18
- Miło by było się spotkać, ale na razie zwracam na siebie zbyt dużą uwagę.
Rozmowa z Trekiem dodała mi otuchy, że są ludzie, którzy mnie wspierają. Rozłączyłam się.
- Musisz opanować swoją zazdrość.
- Nie wiem o czym mówisz. - złożyłam szybki pocałunek na jego ustach.
Za kilka godzin mieliśmy się spotkać u moich rodziców na kolacji. Bałam się tego co może się zdarzyć. Nie zgodzili się na to, by do nas przyszli z wizytą. Zazdrościłam Nickowi, że się nie stresuje. Szykowałam się w łazience, gdy nagle poczułam, że ktoś obejmuje mnie od tyłu. Usta Nicka wędrowały po mojej szczęce w stronę szyi.
- Pięknie wyglądasz. Nie mogłem się powstrzymać.
- Ty też wyglądasz niczego sobie. - odparłam cicho, bo nie ufałam swojemu głosowi.
I było to tylko łagodne określenie stroju Nicka, który wyglądał diabelnie seksownie, a gdy mnie dotykał zapominałam co właściwie robiłam. Patrząc na nasze odbicie w lustrze miałam ochotę pociągnąć go za ciemny krawat i pocałować. Jednak wtedy z pewnością się spóźnimy.
- O czym myślisz?
- O niczym specjalnym. - schowałam kosmetyki.
- Rumienisz się.
-Może, chodźmy, bo nie potrafię dłużej trzymać rąk przy sobie.
- A to źle? - odezwał, a jego głos niósł ze sobą tajemnicę.
Ponad godzinę później, spóźnieni i lekko potargani, parkujemy pod domem rodziców.
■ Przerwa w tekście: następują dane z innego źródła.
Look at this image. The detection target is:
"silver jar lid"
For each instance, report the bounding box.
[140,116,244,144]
Wysiadam czując jak po kręgosłupie przebiegają mi dreszcze. Wysiadłam i ruszyliśmy trzymając się za ręce. Już od progu domu czuć było pyszne zapachy pod wpływem, których ślinka napływała do ust. Uściskałam rodziców, a Nick od razu skupił na sobie uwagę taty, choć zdawał się tego nie zauważać.
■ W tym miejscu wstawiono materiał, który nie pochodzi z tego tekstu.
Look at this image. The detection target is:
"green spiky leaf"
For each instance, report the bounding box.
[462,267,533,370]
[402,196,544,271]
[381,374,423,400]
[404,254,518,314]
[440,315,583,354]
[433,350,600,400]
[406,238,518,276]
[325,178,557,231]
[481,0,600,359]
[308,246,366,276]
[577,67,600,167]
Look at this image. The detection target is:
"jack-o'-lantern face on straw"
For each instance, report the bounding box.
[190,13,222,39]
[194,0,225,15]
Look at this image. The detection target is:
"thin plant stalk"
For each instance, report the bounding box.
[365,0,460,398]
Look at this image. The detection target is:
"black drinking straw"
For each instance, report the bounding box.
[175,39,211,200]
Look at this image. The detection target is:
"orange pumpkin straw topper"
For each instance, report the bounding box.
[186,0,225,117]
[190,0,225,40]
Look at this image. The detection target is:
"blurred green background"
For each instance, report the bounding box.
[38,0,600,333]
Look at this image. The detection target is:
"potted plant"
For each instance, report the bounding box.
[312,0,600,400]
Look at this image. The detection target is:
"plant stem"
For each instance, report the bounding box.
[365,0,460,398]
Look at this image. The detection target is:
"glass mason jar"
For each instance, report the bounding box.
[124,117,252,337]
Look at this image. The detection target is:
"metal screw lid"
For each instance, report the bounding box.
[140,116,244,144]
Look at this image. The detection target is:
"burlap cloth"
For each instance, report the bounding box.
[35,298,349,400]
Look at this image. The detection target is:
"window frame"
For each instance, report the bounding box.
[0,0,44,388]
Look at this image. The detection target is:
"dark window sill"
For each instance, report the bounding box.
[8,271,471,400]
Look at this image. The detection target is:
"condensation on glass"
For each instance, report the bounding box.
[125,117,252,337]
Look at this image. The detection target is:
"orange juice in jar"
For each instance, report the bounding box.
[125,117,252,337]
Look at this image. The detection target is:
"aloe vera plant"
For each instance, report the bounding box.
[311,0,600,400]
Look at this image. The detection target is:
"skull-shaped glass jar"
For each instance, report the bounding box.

- Nawet nie wiesz, jak się cieszę, że przyszliście. Dajmy facetom porozmawiać w spokoju. - mama zaciągnęła mnie do kuchni jakby się paliło. Rzuciłam Nickowi przepraszające spojrzenie i zniknęłam za rogiem. Usiadłam przy stole i patrzyłam jak mama wyciąga talerze.
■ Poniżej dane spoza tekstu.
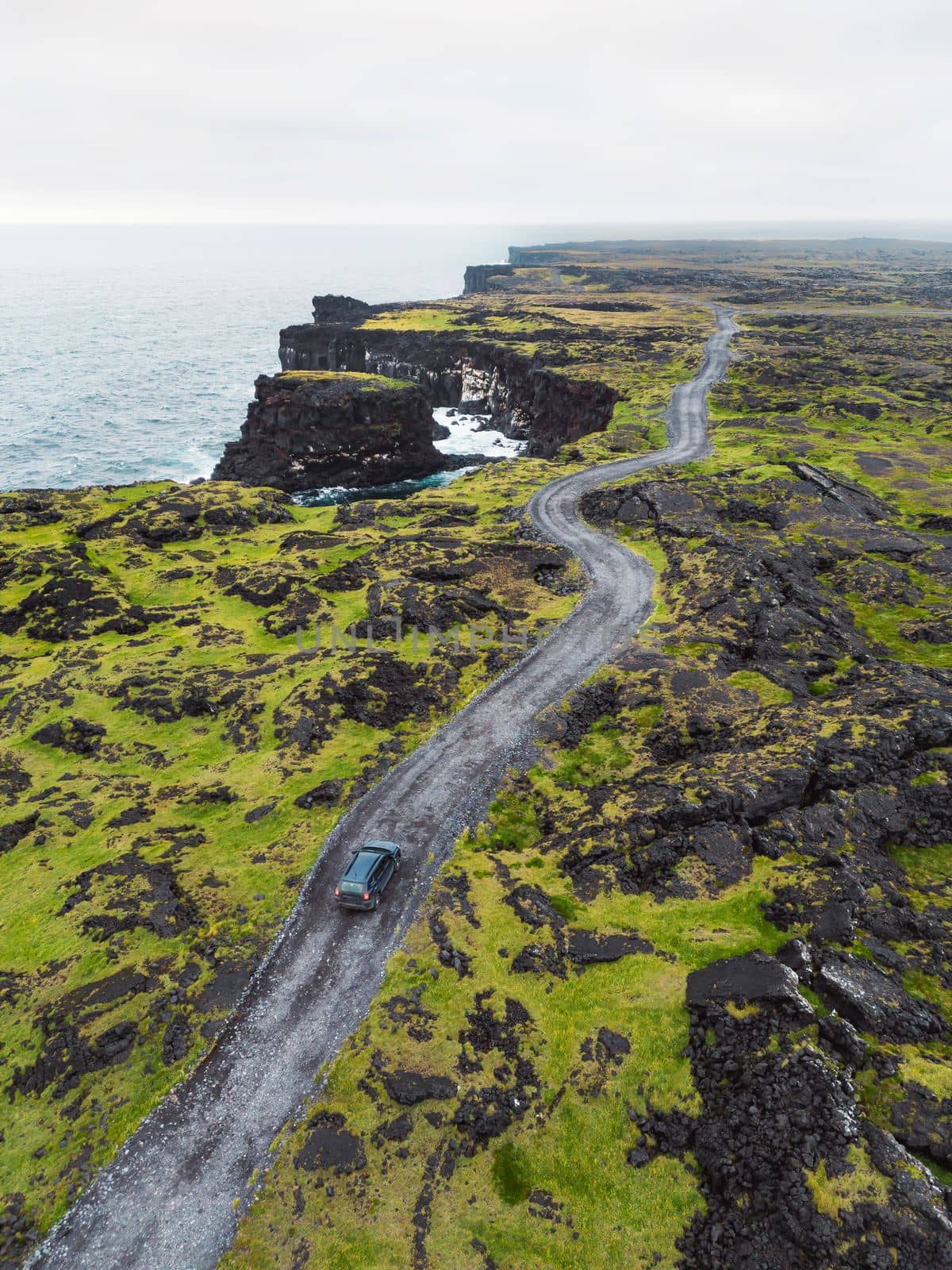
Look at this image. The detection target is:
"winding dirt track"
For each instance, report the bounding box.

- Coś się stało? - odebrałam od niej naczynia i odłożyłam na stół.
- Wszystko u was dobrze, Sam? To dlatego nie dzwoniłaś? - schyliła się i wyciągnęła z szuflady najnowszą gazetę, a na niej zdjęcie bardzo dobrze znanej mi dziennikarki z dopiskiem " Wielka batalia".